Brad Nelson, a corn and soybean farmer who has known Ludtke for 35 years and is on the board of POET Glenville, near Albert Lea, Minn., also respects his longtime friend and colleague’s “very sharp” business sense.
“Craig has done a lot of forecasting over the years of where the business might be headed and what the margins might be. And a few months later, it’s pretty much what he says… That’s what makes him good. He’s got a good head on his shoulders and thinks things through. He doesn’t shoot from the hip. He knows what the facts and numbers are,” Nelson says. In addition, “he’s as honest as the day is long, and he works really hard at what he does.”
As POET has grown from a very small business to the largest ethanol producer in the nation in the last 11 years, Ludtke “has never really skipped a beat,” Lautt notes. Ludtke himself takes special pride in POET Risk Management’s adaptability to this staggering growth.
“POET is 30 times bigger today than when I started with [POET CEO] Jeff [Broin]. Being able to keep pace with skill, size and knowledge base, and being able to change and evolve our business to fit Jeff’s ever more complex business model is probably our biggest accomplishment,” Ludtke says.
To put the company’s growth in perspective, POET had three ethanol plants at the time Ludtke was hired, and had only consumed 18 million bushels of corn annually, Ludtke estimates. Eleven years later, the company has 26 ethanol plants and consumes over 500 million bushels each year.
The high volume of commodities Ludtke trades, not to mention the volatility in the corn markets, doesn’t phase Ludtke one iota.
“In trading commodities, it’s like you’ve got a batting average. You’re going to be wrong sometimes and you’re going to be right sometimes. What you have to do is have a high batting average,” Ludtke says. “You have to be fluid, able to change and always looking for the next opportunity. That’s how you create a winning percentage. As long as you use the philosophy that every change in the market creates opportunity, then you’ll approach our business correctly.”

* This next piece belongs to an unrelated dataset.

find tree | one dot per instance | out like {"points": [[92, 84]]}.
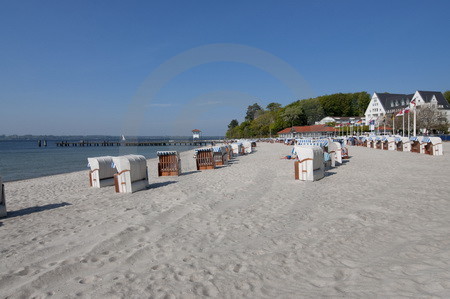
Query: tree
{"points": [[430, 118], [292, 113], [252, 112], [447, 95], [273, 107], [233, 124]]}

POET executives concur that Ludtke’s batting average is exceptional.
“Since Craig has come to POET, we have regularly out-performed the competition in the area of risk management. His batting average is very high,” says POET Chief Executive Officer Jeff Broin. “Craig has an innate ability to analyze risk portfolios and to create risk management solutions for those situations. His decades of experience in both managing grain elevators and trading large volumes of grain on the Chicago Board of Trade are extremely valuable to POET and our investors,” Broin says.
In addition to excelling in his job with POET Risk Management, Ludtke is a “valuable” member of POET’s Board of Directors, Broin says.
“He’s an all-around great guy to be around. He’s always positive, and always willing to tackle any situation that’s ahead of him with a great attitude and a smile.”
No doubt his nearest and dearest colleagues — his family — would agree.